Serge NUÑEZ TOLIN, La vie où vivre, Rougerie, 2017, 13 €, ISBN : 978-2856683941
Serge Nuñez Tolin poursuit depuis plusieurs années un intéressant travail poétique, personnel et atypique. Une poésie qu’il publie chez des éditeurs comme Le Cormier ou Rougerie, des éditeurs ayant en commun une même vision de l’art poétique et du livre-objet (qui se marque aussi – en clin d’œil – dans l’absence de rognages des cahiers). Deux ans après Fou dans ma hâte et cinq ans après l’excellent Nœud noué par personne, Serge Nuñez Tolin revient avec un recueil assez similaire aux autres, La vie où l’autre, toujours édité chez Rougerie.
Comme précédemment, sont ici regroupées davantage des proses de réflexion poétique que des poèmes à proprement parler. Le livre se lit ici comme une narration complète, d’un seul tenant. Sa thématique ? Une évocation de la vie et du temps qui passe. Si le thème est assez couru, son expression est tout à fait originale : « La vie qu’il nous faut rendre à chaque instant. / Le présent est un texte que personne n’écrit, que nous lisons tous. Ouvrir de part en part le réduit perpétuel de celui que l’on est / De quel poids me pèse le je que je suis ! / Cet incessant rassemblement de soi derrière les yeux et la voix. »

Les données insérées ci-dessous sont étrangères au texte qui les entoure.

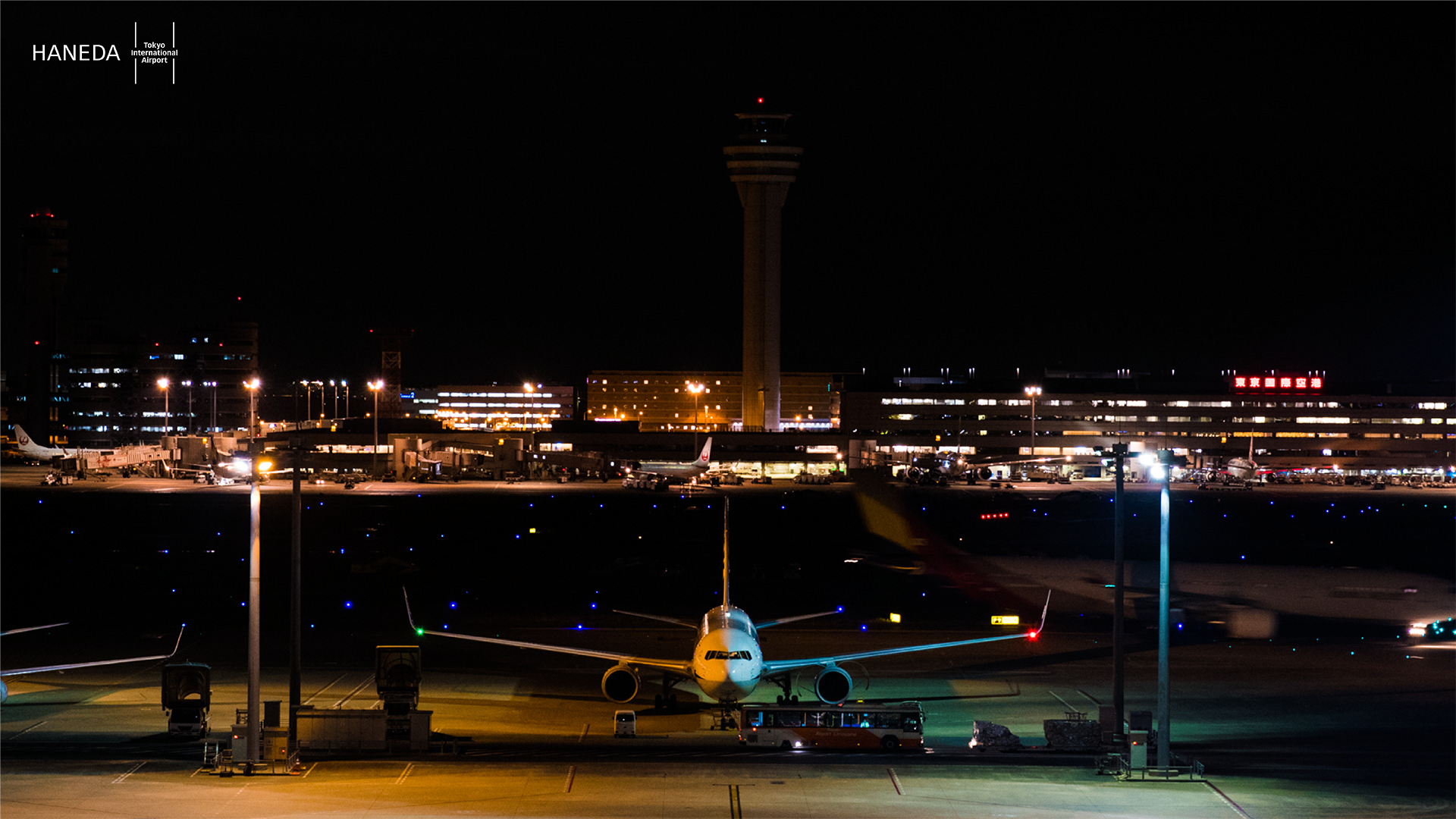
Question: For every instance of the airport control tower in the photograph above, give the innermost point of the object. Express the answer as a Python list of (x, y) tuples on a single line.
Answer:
[(764, 167)]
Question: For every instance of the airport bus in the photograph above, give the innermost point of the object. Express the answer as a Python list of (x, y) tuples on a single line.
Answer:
[(854, 725)]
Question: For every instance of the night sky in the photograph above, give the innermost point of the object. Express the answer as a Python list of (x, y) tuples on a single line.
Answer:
[(538, 191)]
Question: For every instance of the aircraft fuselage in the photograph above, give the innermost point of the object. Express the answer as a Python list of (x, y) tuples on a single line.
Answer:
[(727, 659)]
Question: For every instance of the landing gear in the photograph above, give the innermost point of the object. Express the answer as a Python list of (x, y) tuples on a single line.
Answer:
[(726, 716), (785, 682)]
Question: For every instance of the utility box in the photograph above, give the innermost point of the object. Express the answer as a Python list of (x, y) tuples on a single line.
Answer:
[(274, 742), (1110, 722), (346, 730), (397, 676), (1138, 749), (187, 697)]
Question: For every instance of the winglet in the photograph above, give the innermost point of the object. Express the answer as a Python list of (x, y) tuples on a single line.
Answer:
[(175, 649), (1044, 607), (408, 614)]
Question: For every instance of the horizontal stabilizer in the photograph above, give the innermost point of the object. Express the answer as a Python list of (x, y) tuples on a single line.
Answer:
[(673, 620), (783, 620)]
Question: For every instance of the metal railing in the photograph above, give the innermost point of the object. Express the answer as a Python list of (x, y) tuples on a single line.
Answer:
[(1122, 767)]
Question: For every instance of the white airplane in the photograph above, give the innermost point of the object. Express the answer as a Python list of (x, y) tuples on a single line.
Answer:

Tout l’intérêt de ce recueil – et des précédents finalement – réside dans l’alternance poétique entre l’abstrait et le concret du texte. Chaque page, chaque vers contient une dimension presque philosophique, contrebalancée par un élément très matériel : « Je me lave. Corps sous la main, lieu des mots. / Je passe le savon sous l’eau : entre mes doigts/ le silence fait place au temps. » Aussi les recueils de Serge Nuñez Tolin ne sont-ils certainement pas les plus explicites de la littérature francophone ; leurs lectures demandent du temps et quelque connaissance poétique. Cependant, le poète ne craint pas de renouveler la poésie d’aujourd’hui et de poursuivre une veine poético-philosophique qu’un François Jacqmin, par exemple, exploitait, jadis. On a connu pire comme filiation poétique.